In order to perform serum autoantibody profiling, the researchers used dual-lectin affinity and reverse-phase chromatography to separate out glycoproteins from a whole cell lysate created from a metastatic melanoma cell line. The glycoproteins were spotted on a microarray and tested using serum from 43 melanoma patients, with anti–human IgG used to detect response, Dr. Sabel said.
Wilcoxon rank-sum testing and outlier analysis identified nine fractions that significantly separated 27 node-negative patients from 16 node-positive patients. Mass spectrometry was then used to identify the relevant proteins of interest. Prevalidation testing with recombinant proteins boiled down the nine fractions to the four proteins used in the validation set of 79 patients.
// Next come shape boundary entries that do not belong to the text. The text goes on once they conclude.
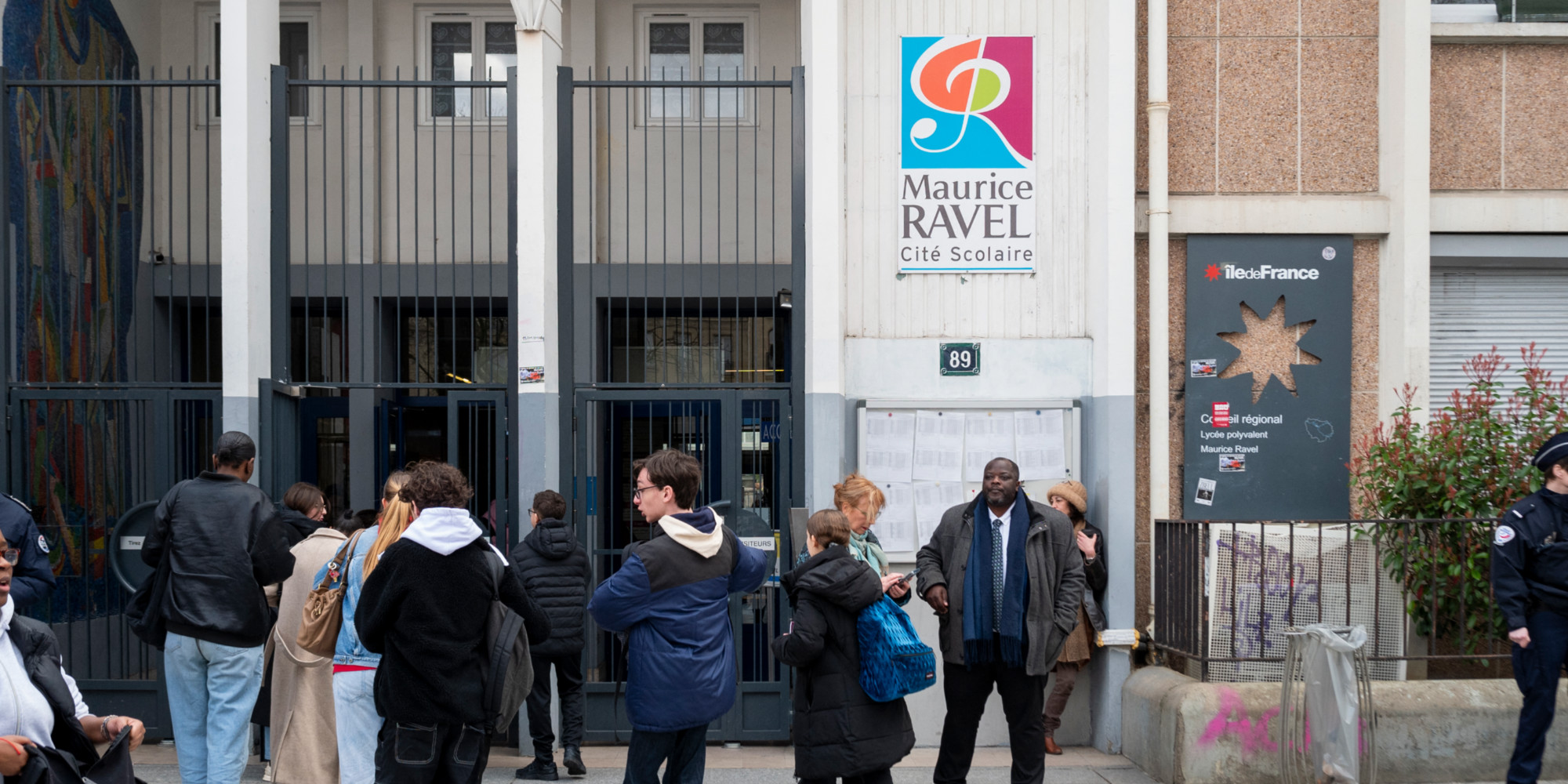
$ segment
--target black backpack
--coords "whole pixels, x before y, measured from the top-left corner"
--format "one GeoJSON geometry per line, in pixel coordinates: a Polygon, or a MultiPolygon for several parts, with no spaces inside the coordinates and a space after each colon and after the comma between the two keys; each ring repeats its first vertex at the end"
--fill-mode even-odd
{"type": "Polygon", "coordinates": [[[500,580],[506,574],[500,554],[491,550],[491,612],[485,622],[485,729],[505,731],[533,688],[533,659],[522,616],[500,601],[500,580]]]}

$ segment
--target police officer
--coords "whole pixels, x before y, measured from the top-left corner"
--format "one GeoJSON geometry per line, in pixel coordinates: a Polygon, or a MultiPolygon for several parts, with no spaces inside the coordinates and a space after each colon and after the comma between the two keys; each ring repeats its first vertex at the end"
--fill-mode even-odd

Interestingly, although LDHB, CTSD, and GRP94 have strong associations with melanoma, the ASAH1 protein has been associated with breast, thyroid, and prostate cancers, but not melanoma, Dr. Sabel said.
In multivariate analysis of the validation cohort, there was no significant correlation among the four proteins or between the proteins and known melanoma prognostic factors. Only a mild, negative correlation was observed between ASAHI and increasing age, he said.
All four antibodies remained significant after adjustment for age, sex, Breslow thickness, ulceration, and mitotic rate, with a receiver operating characteristic area under the curve of 0.8690.
Dr. Sabel disclosed research funding from Merck Oncology. His coauthors report no conflicts.